Under IRP, a qualified intermediary applies for a USDA loan. If approved, the intermediary uses the funds to make smaller loans to eligible rural borrowers. As those borrowers repay, the intermediary can relend repayments to additional projects, subject to program requirements. This revolving structure can stretch the impact of the original federal capital.

Intermediaries may include nonprofit corporations, public agencies, cooperatives, federally recognized tribes, and other eligible entities. Their local knowledge matters. A regional development organization may understand the cash-flow realities, collateral limits, and job impacts of rural businesses better than a distant lender.

What It Can Finance

IRP funds can support a variety of rural development uses, including business acquisition, construction, conversion, enlargement, repair, modernization, equipment, machinery, startup costs, working capital, and community facility projects. The exact use must fit program rules and the intermediary's lending policies.

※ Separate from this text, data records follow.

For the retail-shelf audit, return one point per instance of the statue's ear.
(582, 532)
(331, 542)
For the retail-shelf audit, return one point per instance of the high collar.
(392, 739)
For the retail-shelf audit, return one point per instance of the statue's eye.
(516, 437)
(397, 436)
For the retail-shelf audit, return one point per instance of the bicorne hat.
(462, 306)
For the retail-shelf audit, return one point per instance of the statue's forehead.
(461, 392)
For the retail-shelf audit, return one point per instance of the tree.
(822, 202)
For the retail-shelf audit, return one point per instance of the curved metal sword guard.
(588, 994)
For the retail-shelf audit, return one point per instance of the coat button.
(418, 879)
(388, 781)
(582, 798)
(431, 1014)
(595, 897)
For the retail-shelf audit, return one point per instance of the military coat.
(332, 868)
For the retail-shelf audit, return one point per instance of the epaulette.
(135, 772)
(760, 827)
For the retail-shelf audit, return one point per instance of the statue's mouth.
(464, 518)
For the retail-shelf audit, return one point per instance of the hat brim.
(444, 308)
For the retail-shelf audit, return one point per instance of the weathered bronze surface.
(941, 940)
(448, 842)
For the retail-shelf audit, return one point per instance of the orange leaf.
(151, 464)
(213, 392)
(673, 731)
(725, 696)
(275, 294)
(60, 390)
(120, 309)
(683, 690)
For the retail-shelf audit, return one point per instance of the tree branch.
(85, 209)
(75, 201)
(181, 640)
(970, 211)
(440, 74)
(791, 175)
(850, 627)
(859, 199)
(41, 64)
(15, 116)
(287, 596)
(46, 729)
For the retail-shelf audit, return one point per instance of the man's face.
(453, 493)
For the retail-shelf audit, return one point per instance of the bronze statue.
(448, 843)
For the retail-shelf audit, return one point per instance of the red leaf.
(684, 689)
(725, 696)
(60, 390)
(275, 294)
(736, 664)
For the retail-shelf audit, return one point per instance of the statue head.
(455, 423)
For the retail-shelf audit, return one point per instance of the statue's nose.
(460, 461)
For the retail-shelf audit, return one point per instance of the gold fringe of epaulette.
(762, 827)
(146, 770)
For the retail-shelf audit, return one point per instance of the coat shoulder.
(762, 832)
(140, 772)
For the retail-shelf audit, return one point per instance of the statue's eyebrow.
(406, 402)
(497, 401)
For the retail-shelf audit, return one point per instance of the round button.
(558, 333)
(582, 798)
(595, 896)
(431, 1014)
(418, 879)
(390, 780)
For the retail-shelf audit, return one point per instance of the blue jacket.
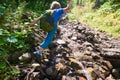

The program is not just a cheap-money channel. It is meant to support projects that strengthen rural economic activity. A loan may help a small manufacturer buy equipment, a service business expand, or a community facility support local commerce. The financial test is whether the project can repay while advancing rural development goals.

Why the Revolving Fund Matters

A revolving loan fund can become a durable local finance tool. When borrowers repay, the money can be recycled into future loans. That makes IRP different from a one-time grant. The intermediary builds lending capacity and relationships that can continue beyond the first group of borrowers.

The structure also creates responsibility. Intermediaries must underwrite, service, monitor, and collect loans. If they lend poorly, the fund weakens. If they lend well, the same pool of capital can support multiple rounds of rural investment.

Borrower Perspective

For a rural business, an IRP-backed loan can fill a gap that a bank loan alone may not cover. The financing may be useful when collateral is limited, the project is smaller than a bank prefers, or the borrower needs flexible local support. It can also pair with bank debt, owner equity, grants, or other public financing.

Borrowers should still treat the loan as real debt. They need to understand interest rate, repayment schedule, collateral, permitted uses, reporting requirements, and what happens if the business underperforms. Favorable mission-driven financing does not remove the need for cash-flow discipline.

What to Watch

IRP availability depends on whether an eligible intermediary operates in the area and has funds available. Terms can vary by intermediary within program limits. A business may need to contact a local development district, nonprofit lender, or rural development organization rather than USDA directly.

The program is most useful when the intermediary has strong underwriting and local follow-through. Capital alone does not create development. Good borrower selection, technical assistance, and patient servicing often determine whether the loan fund supports lasting rural growth.

The Bottom Line

The Intermediary Relending Program (IRP) is rural finance infrastructure. Its value lies in turning federal capital into local revolving loan capacity that can support small businesses, community projects, and economic development where private credit alone may not reach.